As I kept blogging and reading my past blogs1, I slowly started to realize what she meant. And it was a slight wake up call: Contrary to what I’d thought, I was still blogging and acting like the person I wanted to be, not who I was. I was me, but I wasn’t and haven’t been myself. One example of this would be the time and happiness post.
I was putting Band-Aids on the scars and hiding them, pretending they weren’t there. But they were, they are, and they probably always will be in some places. My cuts may have healed, but the scars remain. “The scars remind me that the past is real,” the song by Papa Roach says, and it’s true; they do remind me that the past actually happened. And it’s a constant reminder.
I hid them on my thighs. Some of my shorts2 make them visible, and they remind me that I don’t really need to leave my room wearing them. Because I hide them.
One is from 2009. I was dating CG. at the time. It started out with Mimi’s dog, Annie, jumping up on me and scratching my leg at the gate. And it was gross. But it felt nice, and it reminded me of a time when I had an offline escape. As it healed, I’d remove the scab and make it deeper. I eventually confided in Chris, who asked my mom. My mom said that I didn’t cut. Yet, when she needed a way to burn me, she’d say that I did, indeed, cut.

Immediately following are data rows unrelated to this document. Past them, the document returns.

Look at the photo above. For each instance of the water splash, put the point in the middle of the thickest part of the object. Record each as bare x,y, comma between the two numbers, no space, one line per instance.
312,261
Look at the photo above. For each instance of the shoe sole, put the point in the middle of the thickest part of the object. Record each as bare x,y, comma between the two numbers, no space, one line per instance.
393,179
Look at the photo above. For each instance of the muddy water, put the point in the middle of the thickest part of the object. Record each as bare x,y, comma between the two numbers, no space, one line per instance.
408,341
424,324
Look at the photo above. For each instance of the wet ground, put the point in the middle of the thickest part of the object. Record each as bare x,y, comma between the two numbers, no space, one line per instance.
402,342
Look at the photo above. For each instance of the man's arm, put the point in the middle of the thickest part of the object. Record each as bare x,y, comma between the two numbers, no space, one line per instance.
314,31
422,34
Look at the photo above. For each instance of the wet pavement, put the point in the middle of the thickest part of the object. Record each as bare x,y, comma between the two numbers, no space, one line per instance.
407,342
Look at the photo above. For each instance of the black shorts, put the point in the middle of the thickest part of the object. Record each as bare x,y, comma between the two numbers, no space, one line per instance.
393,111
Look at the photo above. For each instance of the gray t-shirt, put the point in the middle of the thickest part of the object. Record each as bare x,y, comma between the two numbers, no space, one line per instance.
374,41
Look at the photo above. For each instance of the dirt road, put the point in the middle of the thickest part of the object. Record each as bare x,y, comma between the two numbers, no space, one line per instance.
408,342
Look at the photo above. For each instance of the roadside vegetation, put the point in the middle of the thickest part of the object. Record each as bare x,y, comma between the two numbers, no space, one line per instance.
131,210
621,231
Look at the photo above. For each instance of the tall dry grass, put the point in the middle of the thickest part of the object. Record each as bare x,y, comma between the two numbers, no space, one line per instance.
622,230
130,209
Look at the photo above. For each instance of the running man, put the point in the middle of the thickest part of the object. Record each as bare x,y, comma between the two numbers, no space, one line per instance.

He broke my heart when he broke up with me3 and talked to me over the phone simply because of what he did. “I asked your mom about your cut. You lied to me.” He took her word over mine despite everything I had told him about her. -.- Mimi once confronted me as if it was a bad word and an illegal activity. I denied it, because her facial expression was that “crazy idea” expression that people do, and I had realized that I couldn’t tell anyone.
And it’s still there. I don’t know how long they will all last, but it’s still there!
I have a scar on my left knee that’s difficult to see but exists anyway. It’s from my mom’s ring that lard gave to her. It scratched my knee when she was tackling me on the floor in an attempt to take away the phone that I had paid by myself for simply because I used it to contact my dad, therefore taking something away from her that she was controlling before. I can write letters and letters, but the scars will still be there.4
And then, I have mental scars. They’re more long term, I think, and come in many different forms. They give one an invisible illness that is portrayed differently in the media than it actually should be that gives the impression that it’s simply this, or simply that.
An attempt to start the healing process starts tomorrow, the day of my first counseling appointment.
And I’m not telling you because I want you to know or anything. I’m blogging about it because my memory sucks. And because each mental health post increases awareness. And I’m not blogging this out of aplomb; I kind of feel indifferent and nervous about it.